A long time ago i put my email address on another Forum. Within weeks i was getting junk mail often. I got rid of the email and now if i leave an email it will be like the example below.

On the Net for information searches there are things called Bots. These Bots search for information but also what else do they search for, Email address's? where else do the junk mail senders get there information from? from Forums like this when an email has been put in full.

Practise safe computing!!!!

Peter 

myname at me.com

BotSpot ®: the spot for all bots


----------



## thepilotswife (Nov 22, 2009)

dora2505 said:


> Hi there,
> 
> My husband has been offerred a job in Lisbon to start next May 2011.
> 
> ...


Only have a few moments as my laptop battery needs recharging- I'll be quick with some answers!

Sea- cold, yes.  Wetsuit-yes! Then, it's fine. Feels very good in the summer, actually. Good surfing, wind surfing in Guincho. 
Schools- lots of British/International schools around Lisbon. St Dominics, St Julians, St James, IPS(can't remember exactly- International Preparatory School?) are only the ones I can name. There are many more.
Areas- near Lisbon, lots of sea views to be had within 20-30 minutes drive. Biscaia, Malveira da Serra, Cascais, Estoril- Estoril and Cascais tend to be more touristy in the summer, which I don't mind much since I'm still somewhat of a tourist myself. 
Malls- plenty of them around, big ones, small ones, plus Ikea(2 in Lisbon area).

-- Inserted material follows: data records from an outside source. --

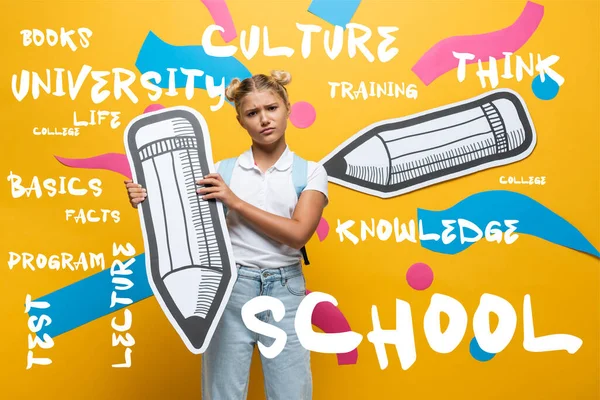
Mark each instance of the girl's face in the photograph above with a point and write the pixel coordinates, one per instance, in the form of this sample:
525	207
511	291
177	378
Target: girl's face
264	115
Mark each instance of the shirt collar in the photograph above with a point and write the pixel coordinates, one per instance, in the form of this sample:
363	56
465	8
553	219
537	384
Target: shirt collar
246	160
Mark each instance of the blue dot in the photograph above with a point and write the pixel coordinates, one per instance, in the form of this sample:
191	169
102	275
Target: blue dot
478	353
546	90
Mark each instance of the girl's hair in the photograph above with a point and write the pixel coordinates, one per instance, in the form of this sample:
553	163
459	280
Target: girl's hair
237	90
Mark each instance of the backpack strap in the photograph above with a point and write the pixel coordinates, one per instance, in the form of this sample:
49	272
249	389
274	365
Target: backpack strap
299	174
226	170
299	178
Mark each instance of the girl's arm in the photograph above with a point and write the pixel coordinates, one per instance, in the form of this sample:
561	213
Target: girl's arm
294	232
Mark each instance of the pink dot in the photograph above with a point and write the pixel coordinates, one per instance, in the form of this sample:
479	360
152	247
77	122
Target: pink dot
419	276
153	107
322	229
303	114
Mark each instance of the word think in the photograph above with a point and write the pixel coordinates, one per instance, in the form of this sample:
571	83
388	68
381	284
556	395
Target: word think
542	66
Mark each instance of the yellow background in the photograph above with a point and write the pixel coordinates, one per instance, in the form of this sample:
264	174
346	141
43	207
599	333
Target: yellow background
563	284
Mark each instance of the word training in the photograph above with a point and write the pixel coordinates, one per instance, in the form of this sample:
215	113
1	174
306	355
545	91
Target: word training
35	324
384	230
122	284
403	337
52	187
542	67
375	89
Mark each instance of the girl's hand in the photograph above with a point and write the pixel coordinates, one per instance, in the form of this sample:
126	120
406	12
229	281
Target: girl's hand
215	188
136	193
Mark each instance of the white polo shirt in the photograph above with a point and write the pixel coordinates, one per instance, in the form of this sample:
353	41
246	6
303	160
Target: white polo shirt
272	191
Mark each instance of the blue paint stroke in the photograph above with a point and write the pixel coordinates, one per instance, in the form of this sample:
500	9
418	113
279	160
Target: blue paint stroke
499	205
478	353
90	298
157	55
546	90
336	12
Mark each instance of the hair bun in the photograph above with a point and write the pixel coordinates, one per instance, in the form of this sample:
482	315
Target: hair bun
232	89
281	77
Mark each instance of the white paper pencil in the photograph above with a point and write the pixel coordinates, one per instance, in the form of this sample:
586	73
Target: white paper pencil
397	156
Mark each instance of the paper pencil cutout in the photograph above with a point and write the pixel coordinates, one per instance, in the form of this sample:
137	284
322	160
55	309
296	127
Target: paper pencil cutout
397	156
189	258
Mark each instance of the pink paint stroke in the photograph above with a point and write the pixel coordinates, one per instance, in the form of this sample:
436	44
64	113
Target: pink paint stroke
114	162
439	59
322	229
330	319
220	14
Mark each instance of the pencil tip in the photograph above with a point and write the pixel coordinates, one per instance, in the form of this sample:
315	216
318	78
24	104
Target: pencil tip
336	166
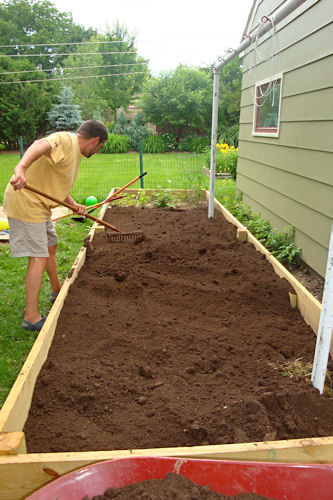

All I have time for right now. I've only been in Portugal for 2.5 months and so far, we love it here. We live in Cascais and love where we are. No sea view, but we are a 5 minute drive from the sea, far enough away but close to everything.


----------



## notlongnow (May 21, 2009)

Wow - a lot of questions. We made the move a year ago and don't regret a thing. I have kept a blog since I moved here and image it will be of interest to you, particularly the post on cost of living a couple of weeks back.

Good luck

B


----------



## acasey (Apr 28, 2010)

Hi, we are on an expat contract and live near Sintra, we have been here 2 years now, and love it, my children are 7 and 10 and go to the American school in Linho. We are into mountain biking and can cycle to the hills from where we live, and are 20 mins from Lisbon and 10 mins away from Cascais (my favourite town) and 15 mins from various other lovely beaches. Plenty of shopping malls, the Portuguese seem to love them!!! Being british, we don't find the sea cold, and unless am surfing, don't feel the need to wear wetsuits, even 2 weeks ago, we were swimming in the sea!!!! Go for it. Alison


----------